The LZR Racer's impact extended to the Beijing Olympics, where 94% of all swimming races were won in the suit. 98% of all swimming medals won and 23 of the 25 world records broken at the Beijing Olympics were won by swimmers wearing the suit. As of 24 August 2009, 93 world records had been broken by swimmers wearing a LZR Racer, and 33 of the first 36 Olympic medals have been won wearing it.
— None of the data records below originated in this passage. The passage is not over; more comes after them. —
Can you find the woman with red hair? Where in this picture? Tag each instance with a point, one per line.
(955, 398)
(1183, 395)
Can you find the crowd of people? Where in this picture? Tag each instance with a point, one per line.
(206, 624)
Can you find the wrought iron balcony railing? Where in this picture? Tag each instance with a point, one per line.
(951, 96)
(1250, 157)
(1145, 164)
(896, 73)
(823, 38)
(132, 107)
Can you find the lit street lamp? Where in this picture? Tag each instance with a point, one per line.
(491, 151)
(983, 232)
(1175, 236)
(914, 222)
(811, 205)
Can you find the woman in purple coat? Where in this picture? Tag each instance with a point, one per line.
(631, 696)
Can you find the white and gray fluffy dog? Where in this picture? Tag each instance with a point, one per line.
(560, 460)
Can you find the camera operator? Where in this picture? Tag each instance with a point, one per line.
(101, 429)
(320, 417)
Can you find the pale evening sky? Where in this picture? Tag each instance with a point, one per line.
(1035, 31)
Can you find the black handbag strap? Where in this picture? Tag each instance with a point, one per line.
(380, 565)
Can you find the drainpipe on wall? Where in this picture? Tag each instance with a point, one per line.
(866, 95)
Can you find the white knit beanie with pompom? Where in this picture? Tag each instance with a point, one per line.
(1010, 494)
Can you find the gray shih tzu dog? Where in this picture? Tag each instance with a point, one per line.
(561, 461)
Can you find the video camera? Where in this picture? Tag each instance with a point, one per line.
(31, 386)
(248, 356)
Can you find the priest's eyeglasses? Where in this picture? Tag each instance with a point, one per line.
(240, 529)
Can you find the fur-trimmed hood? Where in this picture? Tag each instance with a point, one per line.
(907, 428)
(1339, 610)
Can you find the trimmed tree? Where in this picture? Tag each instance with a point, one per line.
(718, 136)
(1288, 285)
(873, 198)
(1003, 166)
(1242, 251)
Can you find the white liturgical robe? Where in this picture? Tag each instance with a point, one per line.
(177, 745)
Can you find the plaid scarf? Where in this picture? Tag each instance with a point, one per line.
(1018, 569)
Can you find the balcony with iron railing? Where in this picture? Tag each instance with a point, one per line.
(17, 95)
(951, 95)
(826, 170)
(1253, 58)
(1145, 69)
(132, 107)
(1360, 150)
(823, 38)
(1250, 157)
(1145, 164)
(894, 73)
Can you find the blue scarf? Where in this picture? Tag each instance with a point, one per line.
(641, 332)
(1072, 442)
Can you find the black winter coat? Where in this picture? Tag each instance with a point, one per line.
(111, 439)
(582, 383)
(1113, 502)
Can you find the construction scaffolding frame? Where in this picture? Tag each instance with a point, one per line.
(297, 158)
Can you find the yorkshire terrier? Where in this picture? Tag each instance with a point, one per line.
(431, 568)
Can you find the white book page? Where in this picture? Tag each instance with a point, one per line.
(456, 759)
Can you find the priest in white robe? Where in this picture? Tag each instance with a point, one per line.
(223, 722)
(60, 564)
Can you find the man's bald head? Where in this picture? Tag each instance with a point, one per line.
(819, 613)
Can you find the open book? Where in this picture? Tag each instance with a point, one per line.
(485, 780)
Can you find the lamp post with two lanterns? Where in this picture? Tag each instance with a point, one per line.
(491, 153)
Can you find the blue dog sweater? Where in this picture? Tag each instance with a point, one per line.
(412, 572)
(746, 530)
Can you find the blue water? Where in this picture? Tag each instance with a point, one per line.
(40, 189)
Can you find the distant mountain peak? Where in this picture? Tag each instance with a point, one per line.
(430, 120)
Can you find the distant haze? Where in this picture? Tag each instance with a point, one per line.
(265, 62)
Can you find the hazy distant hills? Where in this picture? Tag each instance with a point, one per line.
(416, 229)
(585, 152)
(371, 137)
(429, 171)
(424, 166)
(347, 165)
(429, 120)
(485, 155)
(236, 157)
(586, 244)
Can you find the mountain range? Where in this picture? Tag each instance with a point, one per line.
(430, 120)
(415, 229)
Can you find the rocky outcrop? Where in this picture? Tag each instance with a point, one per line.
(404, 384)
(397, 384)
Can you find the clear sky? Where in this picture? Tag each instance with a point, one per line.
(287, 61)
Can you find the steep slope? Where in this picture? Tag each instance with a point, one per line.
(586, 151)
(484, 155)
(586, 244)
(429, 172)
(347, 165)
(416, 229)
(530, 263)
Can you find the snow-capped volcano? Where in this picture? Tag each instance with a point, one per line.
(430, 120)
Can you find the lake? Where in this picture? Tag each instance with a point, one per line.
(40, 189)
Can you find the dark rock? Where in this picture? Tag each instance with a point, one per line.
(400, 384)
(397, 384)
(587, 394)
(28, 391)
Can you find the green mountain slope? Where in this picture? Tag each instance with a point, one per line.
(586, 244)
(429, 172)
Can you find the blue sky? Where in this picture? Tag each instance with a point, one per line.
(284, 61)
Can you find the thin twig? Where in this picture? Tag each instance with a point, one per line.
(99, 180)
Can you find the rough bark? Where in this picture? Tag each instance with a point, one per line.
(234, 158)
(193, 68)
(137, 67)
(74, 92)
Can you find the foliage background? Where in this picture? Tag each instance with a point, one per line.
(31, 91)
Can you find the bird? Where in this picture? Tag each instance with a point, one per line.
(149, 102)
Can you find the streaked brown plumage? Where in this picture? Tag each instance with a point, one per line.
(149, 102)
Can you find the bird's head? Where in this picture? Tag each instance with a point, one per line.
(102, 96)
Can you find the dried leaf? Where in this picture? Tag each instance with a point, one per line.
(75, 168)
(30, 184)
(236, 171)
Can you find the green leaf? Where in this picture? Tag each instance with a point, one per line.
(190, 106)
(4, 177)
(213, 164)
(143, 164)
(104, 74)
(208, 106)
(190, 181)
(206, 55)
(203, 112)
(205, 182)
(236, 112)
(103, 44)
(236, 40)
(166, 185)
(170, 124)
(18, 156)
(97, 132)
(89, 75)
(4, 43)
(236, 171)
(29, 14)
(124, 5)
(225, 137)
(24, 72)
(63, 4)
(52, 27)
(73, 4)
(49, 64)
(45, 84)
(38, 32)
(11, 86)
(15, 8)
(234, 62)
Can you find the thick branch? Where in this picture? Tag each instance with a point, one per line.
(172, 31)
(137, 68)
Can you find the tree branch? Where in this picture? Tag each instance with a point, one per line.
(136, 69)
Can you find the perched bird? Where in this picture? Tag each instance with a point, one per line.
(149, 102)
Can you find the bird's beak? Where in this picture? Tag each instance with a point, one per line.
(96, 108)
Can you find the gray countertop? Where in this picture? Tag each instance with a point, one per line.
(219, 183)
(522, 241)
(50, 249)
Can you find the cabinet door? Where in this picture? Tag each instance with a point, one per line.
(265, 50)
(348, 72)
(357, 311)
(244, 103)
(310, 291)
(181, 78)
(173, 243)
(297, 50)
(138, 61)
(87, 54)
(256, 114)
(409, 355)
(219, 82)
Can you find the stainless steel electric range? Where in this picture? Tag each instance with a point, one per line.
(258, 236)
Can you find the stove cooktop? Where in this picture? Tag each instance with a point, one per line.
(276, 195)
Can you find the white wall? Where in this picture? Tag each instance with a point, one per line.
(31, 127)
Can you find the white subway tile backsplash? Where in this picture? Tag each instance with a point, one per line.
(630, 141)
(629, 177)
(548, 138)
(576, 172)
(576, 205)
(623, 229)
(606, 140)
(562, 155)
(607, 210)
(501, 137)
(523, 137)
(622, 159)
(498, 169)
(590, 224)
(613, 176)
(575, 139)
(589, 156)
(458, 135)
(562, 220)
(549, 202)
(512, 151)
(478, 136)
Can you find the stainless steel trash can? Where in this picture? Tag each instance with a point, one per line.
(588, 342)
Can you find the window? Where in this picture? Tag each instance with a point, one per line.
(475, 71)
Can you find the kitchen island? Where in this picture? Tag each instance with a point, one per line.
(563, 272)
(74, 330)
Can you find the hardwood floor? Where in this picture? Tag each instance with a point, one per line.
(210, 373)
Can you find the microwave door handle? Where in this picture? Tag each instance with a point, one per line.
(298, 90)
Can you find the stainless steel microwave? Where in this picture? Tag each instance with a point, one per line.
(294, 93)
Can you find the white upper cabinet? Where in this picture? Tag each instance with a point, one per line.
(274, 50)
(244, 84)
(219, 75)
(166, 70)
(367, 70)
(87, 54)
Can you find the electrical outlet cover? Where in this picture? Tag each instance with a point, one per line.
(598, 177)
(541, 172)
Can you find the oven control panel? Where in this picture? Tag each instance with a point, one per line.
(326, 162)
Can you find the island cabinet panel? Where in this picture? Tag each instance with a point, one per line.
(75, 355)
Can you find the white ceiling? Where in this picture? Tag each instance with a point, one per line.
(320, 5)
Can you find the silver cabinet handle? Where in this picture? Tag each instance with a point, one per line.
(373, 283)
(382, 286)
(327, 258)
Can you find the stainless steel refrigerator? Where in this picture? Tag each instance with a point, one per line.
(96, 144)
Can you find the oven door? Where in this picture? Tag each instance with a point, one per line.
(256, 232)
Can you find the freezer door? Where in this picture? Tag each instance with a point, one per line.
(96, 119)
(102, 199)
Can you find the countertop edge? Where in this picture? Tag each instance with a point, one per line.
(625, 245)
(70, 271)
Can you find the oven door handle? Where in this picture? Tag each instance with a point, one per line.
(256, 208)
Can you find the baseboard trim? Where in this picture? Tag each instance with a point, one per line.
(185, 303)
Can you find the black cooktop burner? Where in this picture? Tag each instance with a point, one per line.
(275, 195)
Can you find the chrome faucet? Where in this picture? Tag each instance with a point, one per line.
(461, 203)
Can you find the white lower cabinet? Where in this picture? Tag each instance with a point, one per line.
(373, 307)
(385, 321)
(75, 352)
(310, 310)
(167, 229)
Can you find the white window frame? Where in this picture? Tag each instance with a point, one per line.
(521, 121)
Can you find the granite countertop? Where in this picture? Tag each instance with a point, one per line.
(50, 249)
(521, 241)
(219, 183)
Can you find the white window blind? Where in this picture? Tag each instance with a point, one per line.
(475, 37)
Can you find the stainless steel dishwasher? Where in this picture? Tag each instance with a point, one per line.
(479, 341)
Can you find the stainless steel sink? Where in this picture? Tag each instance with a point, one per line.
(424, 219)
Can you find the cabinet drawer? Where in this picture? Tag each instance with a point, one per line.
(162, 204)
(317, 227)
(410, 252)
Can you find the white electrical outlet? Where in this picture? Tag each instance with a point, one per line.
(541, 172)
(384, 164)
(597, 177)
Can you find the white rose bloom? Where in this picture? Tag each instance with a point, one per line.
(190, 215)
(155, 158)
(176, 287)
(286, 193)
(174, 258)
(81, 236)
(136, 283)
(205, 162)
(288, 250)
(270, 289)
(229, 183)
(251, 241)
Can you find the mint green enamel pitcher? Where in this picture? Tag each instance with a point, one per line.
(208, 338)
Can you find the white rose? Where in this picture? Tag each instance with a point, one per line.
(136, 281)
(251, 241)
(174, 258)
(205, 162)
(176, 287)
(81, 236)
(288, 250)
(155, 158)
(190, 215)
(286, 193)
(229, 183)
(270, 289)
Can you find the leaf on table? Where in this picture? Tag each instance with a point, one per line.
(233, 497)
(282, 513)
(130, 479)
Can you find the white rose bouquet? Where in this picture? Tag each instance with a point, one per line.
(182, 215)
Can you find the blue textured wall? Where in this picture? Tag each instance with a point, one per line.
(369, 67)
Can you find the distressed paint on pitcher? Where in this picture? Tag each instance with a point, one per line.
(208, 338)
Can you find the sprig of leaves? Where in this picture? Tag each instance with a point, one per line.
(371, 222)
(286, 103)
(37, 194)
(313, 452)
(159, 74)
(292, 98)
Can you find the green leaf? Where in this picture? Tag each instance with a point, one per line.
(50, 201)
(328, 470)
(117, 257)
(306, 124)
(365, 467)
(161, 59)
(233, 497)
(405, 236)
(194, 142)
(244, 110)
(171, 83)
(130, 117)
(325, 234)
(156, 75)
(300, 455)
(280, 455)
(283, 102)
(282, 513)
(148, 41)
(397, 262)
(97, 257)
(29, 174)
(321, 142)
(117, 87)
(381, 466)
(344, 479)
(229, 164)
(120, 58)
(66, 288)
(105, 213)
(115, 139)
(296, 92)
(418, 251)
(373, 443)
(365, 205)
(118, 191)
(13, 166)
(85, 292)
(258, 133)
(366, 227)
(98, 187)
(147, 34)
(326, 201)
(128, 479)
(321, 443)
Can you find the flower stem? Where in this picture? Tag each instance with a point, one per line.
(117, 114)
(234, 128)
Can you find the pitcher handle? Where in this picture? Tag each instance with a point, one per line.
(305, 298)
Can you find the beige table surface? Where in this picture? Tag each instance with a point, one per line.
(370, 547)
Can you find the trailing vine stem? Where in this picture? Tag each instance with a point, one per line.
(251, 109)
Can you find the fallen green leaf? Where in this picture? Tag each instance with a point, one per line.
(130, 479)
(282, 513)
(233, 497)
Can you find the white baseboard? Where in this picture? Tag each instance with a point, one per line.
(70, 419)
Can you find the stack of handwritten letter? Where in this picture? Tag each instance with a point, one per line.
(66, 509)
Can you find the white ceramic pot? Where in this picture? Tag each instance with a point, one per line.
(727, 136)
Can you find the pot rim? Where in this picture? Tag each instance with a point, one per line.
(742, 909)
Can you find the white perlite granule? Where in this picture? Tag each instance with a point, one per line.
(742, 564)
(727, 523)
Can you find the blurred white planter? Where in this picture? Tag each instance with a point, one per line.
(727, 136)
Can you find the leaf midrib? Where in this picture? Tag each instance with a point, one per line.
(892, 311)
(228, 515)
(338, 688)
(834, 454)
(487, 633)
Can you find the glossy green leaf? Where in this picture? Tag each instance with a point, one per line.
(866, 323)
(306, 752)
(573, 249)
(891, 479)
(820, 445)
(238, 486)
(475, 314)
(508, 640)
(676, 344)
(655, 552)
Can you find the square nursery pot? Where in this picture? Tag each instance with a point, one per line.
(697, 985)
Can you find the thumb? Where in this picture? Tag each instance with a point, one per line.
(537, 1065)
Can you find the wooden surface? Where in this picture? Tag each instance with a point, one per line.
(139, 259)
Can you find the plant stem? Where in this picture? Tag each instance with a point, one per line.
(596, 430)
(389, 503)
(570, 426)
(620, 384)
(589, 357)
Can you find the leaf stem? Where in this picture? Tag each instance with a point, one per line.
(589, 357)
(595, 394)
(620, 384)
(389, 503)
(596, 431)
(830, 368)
A problem arose for the Japanese Olympic swimmers, who had exclusive contracts with swimsuit makers Mizuno, Asics, and Descente, preventing them from wearing the Speedo brand suits in the Olympics. The Japanese Swimming Federation subsequently decided to allow its athletes to choose their own suits freely.

==FINA rule changes==

Following the December 2008 European Short Course Championships in Croatia, where 17 world records were broken, it was felt there was a need to modify the rules surrounding swimsuits. The combined effects of the LZR both compressing the body and trapping air for buoyancy led to many competitors who used the LZR wearing two or more suits for an increased effect. This led to some claiming that the LZR was in effect "technological doping".

At its meeting in Dubai in March 2009, FINA stipulated that swimsuits should not cover the neck, must not extend past the shoulders and ankles, and also limit the suits' thickness and buoyancy. In a statement, FINA stated that by avoiding all questions of fabrics, impermeability, and buoyancy, FINA chose to deal with this situation by simply ruling on the lengths of swimsuits.

FINA wishes to recall the main and core principle that swimming is a sport essentially based on the physical performance of the athlete.

In an abrupt reversal of opinion, the FINA Congress, which was held in Rome on 24 July 2009, during the 2009 World Aquatics Championships, voted almost unanimously to revert its previous policy and ban all body-length swimsuits. Men's swimsuits may maximally cover the area from the waist to the knee, and women's counterparts from the shoulder to the knee. They also ruled that the fabric used must be a "textile", that is, consisting natural or synthetic yarns woven together. With the exception of drawstrings on male jammers, suits must not have any fastening devices such as a zipper. The new regulations took effect on 1 January 2010.